All was natural enough thus far; and so likewise it is that, when the lean kine came up also, and found that there was nothing left for them to eat, they should stand beside the others, without attempting to seek nutriment in the now close-cropped and parched ground. But it was altogether unnatural and most surprising, that the lean kine should, even in the extremity of their hunger, fall upon their obese fellows. Such things, however, happen in dreams. But it is not at all wonderful that a circumstance so extraordinary shocked and startled the royal dreamer, and awoke him from his sleep.

The seven ears of corn on one stalk, in the second dream, was not, as some suppose, an extraordinary or unnatural circumstance—the wonder lay in the extraordinary fulness of each of the seven ears, and in the recurrence of the number seven. There is a species of bearded wheat, not only now and anciently, grown in Egypt, but supposed to be native to that country, and hence known by the name of “Egyptian wheat”—otherwise, “many-spiked wheat.” It is allied to the summer or spring wheat, Note: Triticum æstivum. Linn. but the spike is four times as large, and a hand in length, formed of spikelets, in two rows, from nine to ten in number—the lower ones shorter, and the upper most erect and large. If this, as is probable, were the species seen by the king in his dream, the circumstance to strike him was—that all the spikelets or ears were large and full, which is not ordinarily the case, and that the number of them was seven, which is by no means a usual number of spikelets or ears in this variety of wheat.
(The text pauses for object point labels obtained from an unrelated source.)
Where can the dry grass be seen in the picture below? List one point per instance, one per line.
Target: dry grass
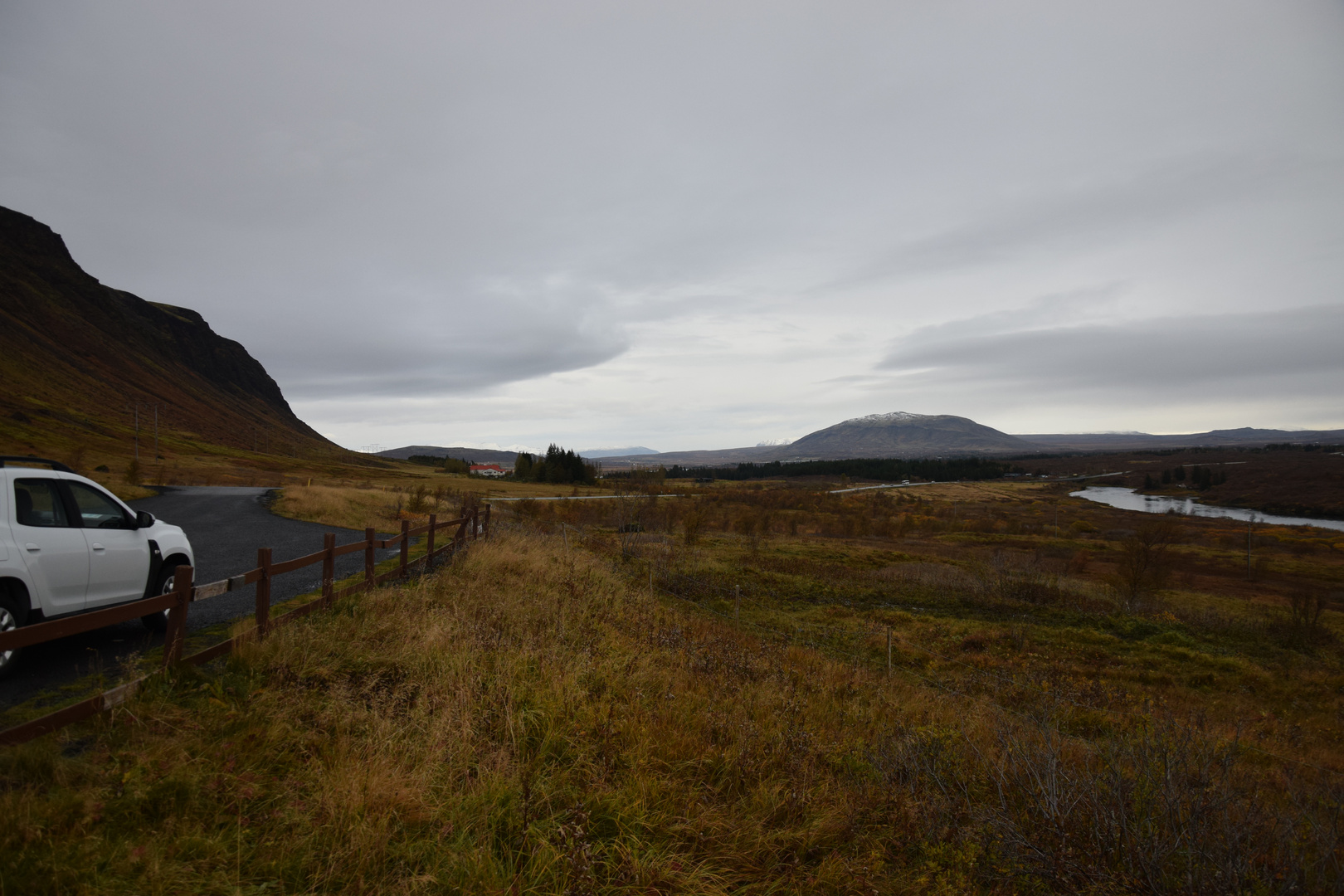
(527, 722)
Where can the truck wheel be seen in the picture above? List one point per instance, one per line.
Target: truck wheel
(12, 614)
(158, 621)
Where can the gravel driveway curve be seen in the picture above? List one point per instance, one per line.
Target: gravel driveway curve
(226, 525)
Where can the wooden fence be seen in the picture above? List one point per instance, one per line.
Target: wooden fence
(186, 592)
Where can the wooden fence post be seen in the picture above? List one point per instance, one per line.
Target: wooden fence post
(429, 543)
(177, 631)
(262, 592)
(370, 581)
(407, 546)
(329, 570)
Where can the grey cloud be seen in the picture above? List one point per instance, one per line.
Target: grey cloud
(421, 199)
(1225, 355)
(1060, 219)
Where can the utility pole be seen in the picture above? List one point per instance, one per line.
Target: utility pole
(1249, 523)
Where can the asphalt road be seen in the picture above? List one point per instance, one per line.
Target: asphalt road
(225, 525)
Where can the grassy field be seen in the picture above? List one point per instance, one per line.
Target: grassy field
(704, 704)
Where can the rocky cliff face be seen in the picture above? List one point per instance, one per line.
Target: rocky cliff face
(81, 353)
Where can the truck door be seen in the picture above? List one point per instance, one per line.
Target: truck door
(52, 548)
(119, 553)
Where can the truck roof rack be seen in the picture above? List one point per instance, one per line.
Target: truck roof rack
(54, 465)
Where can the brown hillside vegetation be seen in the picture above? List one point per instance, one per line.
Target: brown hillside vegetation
(77, 356)
(535, 720)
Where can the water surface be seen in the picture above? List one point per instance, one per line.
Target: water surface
(1132, 500)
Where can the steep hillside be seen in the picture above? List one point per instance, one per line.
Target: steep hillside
(1244, 437)
(77, 358)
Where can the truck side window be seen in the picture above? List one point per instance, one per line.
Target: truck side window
(95, 509)
(38, 503)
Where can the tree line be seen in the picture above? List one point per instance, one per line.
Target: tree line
(937, 470)
(557, 465)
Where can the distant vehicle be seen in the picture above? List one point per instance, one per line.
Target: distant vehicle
(67, 546)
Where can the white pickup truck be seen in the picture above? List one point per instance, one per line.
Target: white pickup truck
(67, 546)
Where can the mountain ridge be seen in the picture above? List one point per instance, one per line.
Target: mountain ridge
(77, 356)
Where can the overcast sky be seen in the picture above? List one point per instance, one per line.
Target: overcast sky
(709, 225)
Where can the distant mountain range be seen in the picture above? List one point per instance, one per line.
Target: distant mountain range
(626, 451)
(1244, 437)
(917, 436)
(902, 436)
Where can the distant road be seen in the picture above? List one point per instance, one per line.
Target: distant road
(226, 525)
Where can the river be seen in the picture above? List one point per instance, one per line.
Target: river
(1131, 500)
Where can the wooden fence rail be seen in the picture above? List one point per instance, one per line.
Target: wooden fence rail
(470, 528)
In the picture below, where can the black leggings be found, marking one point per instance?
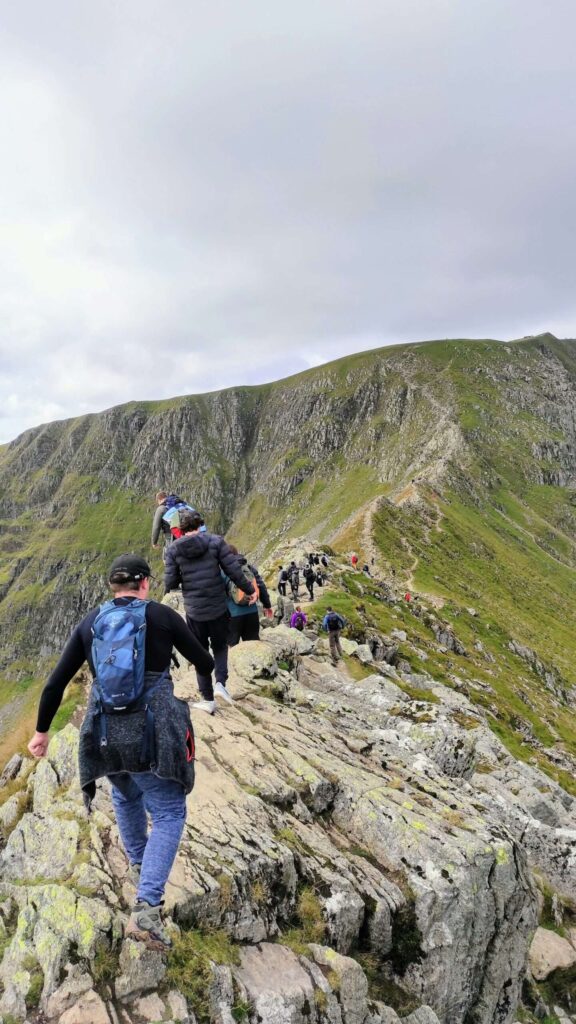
(212, 633)
(245, 627)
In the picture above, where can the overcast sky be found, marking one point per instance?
(196, 194)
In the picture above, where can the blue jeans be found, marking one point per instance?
(132, 796)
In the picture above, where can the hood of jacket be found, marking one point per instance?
(194, 545)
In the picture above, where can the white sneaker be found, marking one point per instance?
(208, 706)
(220, 691)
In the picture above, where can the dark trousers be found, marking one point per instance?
(244, 628)
(212, 634)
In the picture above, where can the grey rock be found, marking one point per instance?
(90, 1009)
(68, 993)
(352, 983)
(11, 769)
(40, 848)
(45, 785)
(10, 812)
(275, 982)
(364, 654)
(423, 1015)
(141, 970)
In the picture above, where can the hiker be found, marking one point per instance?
(197, 561)
(282, 580)
(245, 621)
(298, 620)
(284, 609)
(334, 624)
(294, 577)
(166, 519)
(147, 753)
(310, 578)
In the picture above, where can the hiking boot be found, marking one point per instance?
(208, 706)
(220, 691)
(134, 875)
(146, 926)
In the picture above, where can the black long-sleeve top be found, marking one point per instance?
(165, 629)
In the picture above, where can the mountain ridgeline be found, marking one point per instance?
(452, 463)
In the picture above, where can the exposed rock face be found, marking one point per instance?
(314, 786)
(388, 412)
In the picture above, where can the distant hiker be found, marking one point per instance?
(166, 518)
(294, 577)
(298, 620)
(146, 747)
(245, 621)
(284, 610)
(282, 580)
(197, 561)
(334, 624)
(310, 579)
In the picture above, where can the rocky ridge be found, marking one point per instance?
(359, 851)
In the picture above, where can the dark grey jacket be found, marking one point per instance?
(196, 560)
(173, 735)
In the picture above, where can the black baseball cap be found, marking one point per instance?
(128, 567)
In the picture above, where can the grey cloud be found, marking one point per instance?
(201, 195)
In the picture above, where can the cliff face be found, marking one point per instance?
(302, 455)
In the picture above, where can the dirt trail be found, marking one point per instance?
(410, 494)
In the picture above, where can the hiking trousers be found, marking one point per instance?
(335, 646)
(134, 795)
(244, 628)
(212, 634)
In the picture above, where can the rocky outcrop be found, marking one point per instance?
(330, 813)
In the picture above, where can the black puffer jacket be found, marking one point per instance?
(196, 560)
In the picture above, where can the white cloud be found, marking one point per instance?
(203, 195)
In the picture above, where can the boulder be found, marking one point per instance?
(548, 952)
(68, 993)
(348, 646)
(364, 654)
(150, 1008)
(63, 754)
(41, 848)
(45, 785)
(348, 981)
(90, 1009)
(275, 982)
(141, 970)
(11, 769)
(10, 812)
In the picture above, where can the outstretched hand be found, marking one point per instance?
(38, 745)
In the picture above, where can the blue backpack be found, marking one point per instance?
(118, 655)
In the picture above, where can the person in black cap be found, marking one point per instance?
(145, 779)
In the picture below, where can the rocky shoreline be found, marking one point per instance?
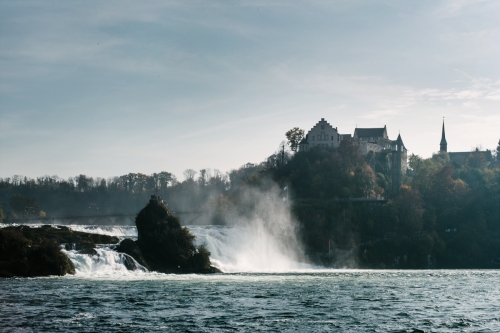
(163, 245)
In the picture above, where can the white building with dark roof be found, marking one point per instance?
(372, 139)
(321, 135)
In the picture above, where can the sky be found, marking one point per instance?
(105, 88)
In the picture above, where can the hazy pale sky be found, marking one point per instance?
(106, 88)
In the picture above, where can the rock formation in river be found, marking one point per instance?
(163, 244)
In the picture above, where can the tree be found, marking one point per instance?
(294, 137)
(24, 206)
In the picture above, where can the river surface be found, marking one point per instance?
(105, 297)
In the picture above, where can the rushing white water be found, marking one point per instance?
(246, 249)
(233, 249)
(118, 231)
(249, 248)
(105, 262)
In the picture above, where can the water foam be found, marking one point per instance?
(118, 231)
(246, 249)
(106, 262)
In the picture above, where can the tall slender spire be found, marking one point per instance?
(443, 146)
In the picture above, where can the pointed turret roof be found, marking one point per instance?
(400, 141)
(443, 137)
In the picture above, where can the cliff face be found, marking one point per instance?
(164, 245)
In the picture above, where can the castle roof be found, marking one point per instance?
(370, 132)
(443, 137)
(400, 141)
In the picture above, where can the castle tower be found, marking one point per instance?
(443, 146)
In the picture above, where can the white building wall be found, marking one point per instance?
(323, 135)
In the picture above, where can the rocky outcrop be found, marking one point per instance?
(163, 245)
(30, 252)
(20, 256)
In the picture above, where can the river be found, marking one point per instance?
(294, 297)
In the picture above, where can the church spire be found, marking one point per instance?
(443, 146)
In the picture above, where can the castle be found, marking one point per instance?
(375, 140)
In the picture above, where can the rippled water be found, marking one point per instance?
(328, 300)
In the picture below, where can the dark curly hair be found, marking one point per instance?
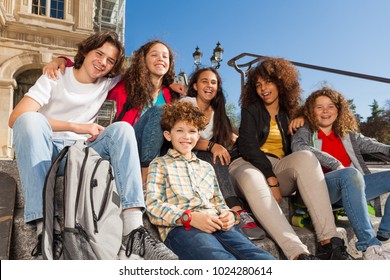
(222, 130)
(286, 78)
(182, 111)
(345, 121)
(94, 42)
(137, 78)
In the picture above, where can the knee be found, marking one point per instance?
(122, 129)
(355, 176)
(306, 159)
(30, 122)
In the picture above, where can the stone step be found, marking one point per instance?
(24, 237)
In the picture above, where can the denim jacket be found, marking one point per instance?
(355, 144)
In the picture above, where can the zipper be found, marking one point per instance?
(82, 170)
(94, 184)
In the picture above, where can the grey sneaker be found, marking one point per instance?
(140, 245)
(36, 253)
(249, 226)
(375, 252)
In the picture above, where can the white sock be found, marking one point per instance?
(132, 219)
(39, 224)
(57, 226)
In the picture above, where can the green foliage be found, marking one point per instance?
(378, 124)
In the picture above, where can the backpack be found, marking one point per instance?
(92, 226)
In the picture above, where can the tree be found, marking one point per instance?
(378, 124)
(353, 109)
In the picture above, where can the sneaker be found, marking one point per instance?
(385, 244)
(249, 226)
(140, 245)
(57, 247)
(335, 250)
(375, 252)
(36, 253)
(307, 257)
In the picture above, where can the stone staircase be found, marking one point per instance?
(23, 237)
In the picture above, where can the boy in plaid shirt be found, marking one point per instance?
(183, 198)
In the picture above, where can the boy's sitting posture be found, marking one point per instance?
(183, 197)
(56, 113)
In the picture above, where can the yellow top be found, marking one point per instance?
(274, 144)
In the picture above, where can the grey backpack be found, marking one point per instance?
(92, 224)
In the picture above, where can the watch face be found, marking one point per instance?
(185, 217)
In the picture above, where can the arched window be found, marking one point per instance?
(51, 8)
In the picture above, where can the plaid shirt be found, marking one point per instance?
(175, 184)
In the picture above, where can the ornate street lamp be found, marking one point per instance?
(197, 55)
(215, 59)
(217, 54)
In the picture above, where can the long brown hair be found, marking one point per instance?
(137, 78)
(222, 130)
(285, 76)
(345, 121)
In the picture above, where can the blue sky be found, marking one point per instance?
(348, 35)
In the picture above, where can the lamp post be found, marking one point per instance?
(215, 59)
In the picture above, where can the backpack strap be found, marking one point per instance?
(49, 206)
(126, 107)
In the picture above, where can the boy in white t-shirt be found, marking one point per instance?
(56, 113)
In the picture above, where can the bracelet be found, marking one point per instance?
(210, 145)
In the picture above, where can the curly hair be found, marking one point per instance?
(182, 111)
(286, 78)
(137, 77)
(94, 42)
(222, 133)
(345, 121)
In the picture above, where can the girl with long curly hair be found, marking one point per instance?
(205, 92)
(331, 134)
(141, 94)
(265, 169)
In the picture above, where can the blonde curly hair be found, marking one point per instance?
(345, 121)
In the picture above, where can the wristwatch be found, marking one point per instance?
(186, 219)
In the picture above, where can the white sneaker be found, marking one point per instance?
(375, 253)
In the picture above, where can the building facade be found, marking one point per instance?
(32, 32)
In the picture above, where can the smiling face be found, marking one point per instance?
(325, 113)
(97, 63)
(206, 86)
(267, 91)
(157, 60)
(184, 137)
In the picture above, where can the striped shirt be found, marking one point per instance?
(175, 184)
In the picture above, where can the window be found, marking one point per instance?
(42, 7)
(57, 9)
(39, 7)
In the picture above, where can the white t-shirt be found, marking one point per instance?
(66, 99)
(207, 133)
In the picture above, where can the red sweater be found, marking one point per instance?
(119, 95)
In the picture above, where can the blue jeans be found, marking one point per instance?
(35, 149)
(349, 188)
(195, 244)
(224, 180)
(149, 135)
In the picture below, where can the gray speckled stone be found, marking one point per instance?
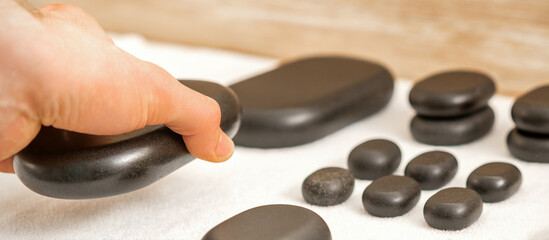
(374, 159)
(495, 181)
(451, 94)
(432, 170)
(453, 209)
(531, 111)
(391, 196)
(272, 222)
(452, 131)
(328, 186)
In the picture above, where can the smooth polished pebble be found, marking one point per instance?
(272, 222)
(391, 196)
(452, 131)
(432, 170)
(328, 186)
(528, 147)
(531, 111)
(453, 209)
(452, 94)
(495, 181)
(374, 159)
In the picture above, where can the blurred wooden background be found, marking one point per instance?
(508, 39)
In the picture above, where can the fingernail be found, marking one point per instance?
(225, 148)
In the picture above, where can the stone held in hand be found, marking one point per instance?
(328, 186)
(374, 159)
(65, 164)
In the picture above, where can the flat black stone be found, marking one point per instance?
(528, 147)
(495, 181)
(272, 222)
(453, 209)
(64, 164)
(452, 94)
(452, 131)
(328, 186)
(374, 159)
(432, 170)
(305, 100)
(531, 111)
(391, 196)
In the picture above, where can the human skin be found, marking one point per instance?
(59, 68)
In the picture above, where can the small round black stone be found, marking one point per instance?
(452, 131)
(432, 170)
(528, 147)
(531, 111)
(453, 209)
(495, 182)
(391, 196)
(374, 159)
(451, 94)
(328, 186)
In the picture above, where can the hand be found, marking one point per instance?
(58, 68)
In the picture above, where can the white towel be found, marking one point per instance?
(200, 195)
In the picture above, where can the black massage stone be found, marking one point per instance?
(452, 131)
(531, 111)
(432, 170)
(495, 182)
(374, 159)
(272, 222)
(307, 99)
(528, 146)
(64, 164)
(453, 209)
(391, 196)
(328, 186)
(452, 94)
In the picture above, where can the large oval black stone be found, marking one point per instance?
(272, 222)
(452, 94)
(391, 196)
(64, 164)
(528, 146)
(453, 208)
(433, 169)
(307, 99)
(374, 159)
(452, 131)
(531, 111)
(496, 181)
(328, 186)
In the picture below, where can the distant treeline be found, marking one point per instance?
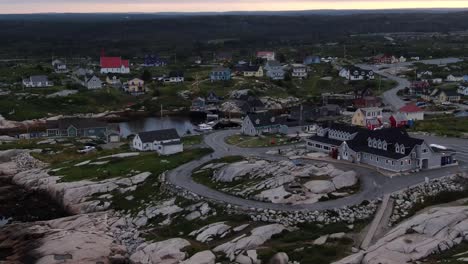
(75, 36)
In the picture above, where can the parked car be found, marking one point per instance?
(87, 149)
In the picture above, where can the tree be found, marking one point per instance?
(146, 76)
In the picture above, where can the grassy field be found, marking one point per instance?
(260, 141)
(120, 167)
(443, 126)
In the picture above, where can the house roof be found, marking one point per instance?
(79, 123)
(158, 135)
(113, 62)
(391, 136)
(176, 74)
(39, 78)
(410, 108)
(266, 119)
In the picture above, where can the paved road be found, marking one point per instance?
(373, 184)
(390, 97)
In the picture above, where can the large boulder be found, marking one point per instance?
(163, 252)
(279, 258)
(428, 233)
(345, 179)
(320, 186)
(203, 257)
(242, 244)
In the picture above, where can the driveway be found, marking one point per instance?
(373, 183)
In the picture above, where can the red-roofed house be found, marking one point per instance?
(114, 65)
(412, 112)
(267, 55)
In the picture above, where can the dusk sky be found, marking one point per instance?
(82, 6)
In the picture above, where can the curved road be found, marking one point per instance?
(373, 184)
(390, 97)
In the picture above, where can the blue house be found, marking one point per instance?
(154, 61)
(312, 60)
(220, 74)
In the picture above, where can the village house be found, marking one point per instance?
(154, 61)
(78, 72)
(356, 74)
(390, 149)
(59, 66)
(76, 127)
(383, 59)
(174, 77)
(164, 142)
(453, 78)
(198, 105)
(37, 81)
(135, 86)
(114, 81)
(90, 82)
(463, 89)
(266, 55)
(412, 112)
(444, 96)
(367, 101)
(252, 71)
(299, 71)
(419, 88)
(424, 74)
(309, 60)
(256, 124)
(220, 74)
(394, 120)
(114, 65)
(274, 70)
(367, 117)
(223, 56)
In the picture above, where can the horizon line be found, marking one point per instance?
(251, 11)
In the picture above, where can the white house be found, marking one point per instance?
(412, 112)
(267, 55)
(37, 81)
(174, 77)
(299, 71)
(356, 74)
(59, 66)
(165, 142)
(452, 78)
(114, 65)
(463, 89)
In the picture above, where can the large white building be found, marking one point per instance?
(165, 142)
(114, 65)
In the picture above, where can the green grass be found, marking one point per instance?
(120, 167)
(260, 141)
(291, 242)
(192, 140)
(443, 126)
(22, 108)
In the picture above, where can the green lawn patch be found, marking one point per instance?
(260, 141)
(443, 126)
(120, 167)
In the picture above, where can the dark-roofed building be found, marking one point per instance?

It is not easy to see how, even in a dream, the seven lean ears of corn could eat up the full ones. Therefore, although the Hebrew word is the same in both cases, our translators have in this instance wisely adopted the more general term of “devoured.” In horticulture, we continually see one plant consumed by another planted too near to it, and exhausting its nourishment; and this, we should suppose, was the kind of devouring witnessed by the king in his dream—only with greater rapidity, and with more immediate results, than is ever seen in nature.

The dream, on the whole, has some analogy to that of the Roman knight in Tacitus, who beheld the emperor (Claudius) crowned with a wisp of straw, with the stalks bent backward or downward—which was understood to prefigure a scarcity.

There was certainly enough in these dreams to trouble the mind of Pharaoh. As with the egg of Columbus, these dreams seem so easy to understand, now that we have Joseph’s interpretation before us, that we are inclined to wonder, not that the court interpreters and wise men could not explain it, but that they were so simple as to miss the interpretation. It is probable that they got astray from the plain and obvious significance, in seeking after one more remote, by the rules and calculations of their art—a case not very uncommon. The Jewish rabbins amuse themselves with speculations in this matter; and tell us, that the interpretation which they reached by the rules of their art was, that Pharaoh’s seven daughters (for that number they make him to have had) were to die, and that seven others should be born to him in their stead. But this, as may be supposed, was not at all satisfactory to their lord; for the new daughters would, according to the dream, have been but an indifferent compensation for the old ones. It is more likely that, as Josephus apprehended, they continued silent, and did not even pretend to offer an explanation. If we suppose the dream so plain, that an interpretation of some kind would at least be offered, it must be answered, that the minds of the Egyptian interpreters were probably, for the moment, so confounded, that the whole matter appeared as a dense mystery to them—the Lord having purposed, in the omnipotence of his will, and for the designs of his providence, to give the honor of the interpretation to Joseph, and make it the means of that high advancement which he had, even in boyhood, been led to expect. It must be admitted to speak well for the integrity of the Egyptian “wise men,” that they did not, so far as appears, attempt to satisfy the mind of the king by some invention, which might serve to explain his dreams. False as their art was, they believed it a truth, and would not act, when its rules afforded them no result on which they could rely.